See Myfoxatlanta Staff, Dr.Bernice King 'Utterly Ashamed'By Sibling Legal Battle, Releases Statement, My Fox Atlanta, Feb. 4, 2013.
Tuesday, February 11, 2014
Concerned citizens in Nye County, Nevada, are voicing concerns over the lack of supervision of the public administrator’s office, which is in charge of handling the estates of intestate decedents, including entering their residences. Linda Bromell made an investigation request to District Attorney Brian Kunzi, claiming that after her sister died the administrator’s office failed to padlock her sister’s house, property went missing, and drugs were not removed from the home. After a year and a half, Bromell heard back from Kunzi regarding her request. Kunzi responded that there is not enough evidence to support the claims and there is little that commissioners can do in regulating the administrator’s office.
This is not the first problem with a public administrator that the county has had. In January 2000, Robert Dyer, the public administrator at the time, and his wife, Genie Dyer, the deputy public administrator, were arrested for looting estates.
See Mark Waite, Complaints Dog Public Administrator’s Office, Pahrump Valley Times, Jan. 24, 2014.

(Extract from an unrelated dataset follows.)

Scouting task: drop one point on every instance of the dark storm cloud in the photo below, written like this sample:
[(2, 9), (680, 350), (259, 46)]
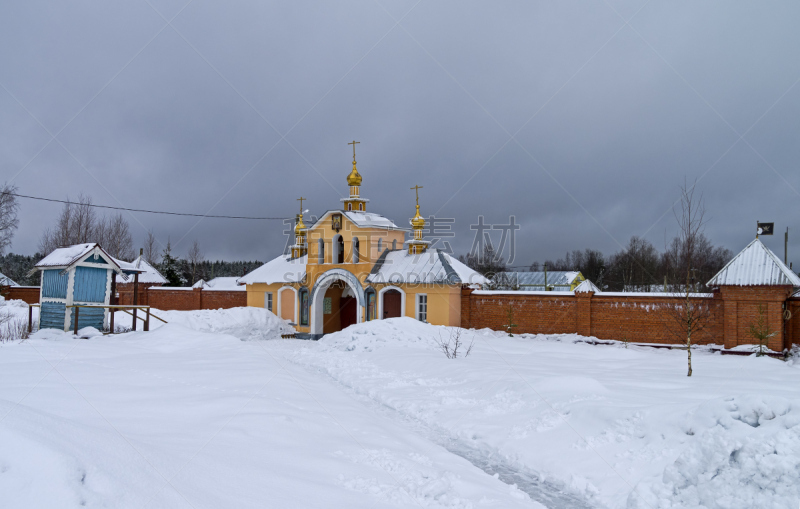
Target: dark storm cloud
[(608, 118)]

Special thanks to Brian Cohan (Attorney at Law, Law Offices of Brian J. Cohan, P.C.) for bringing this article to my attention.
Tuesday, January 28, 2014
Viroshan Poologasundram (University of New South Wales) recently published an article entitled, Intestacy Rights of Widows in South Africa: Has Customary Law Been Opperessive? UNSWStudentLRS No. 14-01. Provided below is the abstract from SSRN:
For centuries a hybrid of British and Roman-Dutch law peacefully co-existed with African Customary Law. However, there has been growing concern for women’s rights as opposed to cultural autonomy. This has resulted in the South African Constitutional Court finding that African Customary Intestacy Law contravenes with the South African Constitution which promotes equal rights for men and women. Accordingly, customary law is not permitted to be practiced. The first part of this thesis explores the difficulties of identifying who is a widow for the purposes of intestacy. Nonetheless, this thesis analyses how western scholars have misinterpreted the effect of male primogeniture and polygamy as oppressive against women. The second stage explores the practice of polygamy and male primogeniture and how it has ensured the maintenance and up-keep of widows, who otherwise may have been forced to live in austerity. These benefits arguably outweigh the few cases where women have been mistreated. Furthermore, the thesis sheds light upon how many tribes such as the Bantu and Kwa-Zulu tribes require the male heir to consult the widow on how the estate should be run. The underlying theme focuses on how South African judges from a British or Dutch background do not have the requisite knowledge to pass judgment on the impact of African Customary Law on widows. In the British or Dutch culture intestacy law aims to protect the individual. Contrary to this, customary intestacy law protects the whole extended family. The next stage of the thesis outlines how customary law is still practiced in most tribes today, as they are unaware of the implications of the Bhe decision. It is suggested that the legislature initiate collusion between anthropologists as well as men and women from various Black tribes to discuss how it can be ensured that African Customary Law can continue to exist.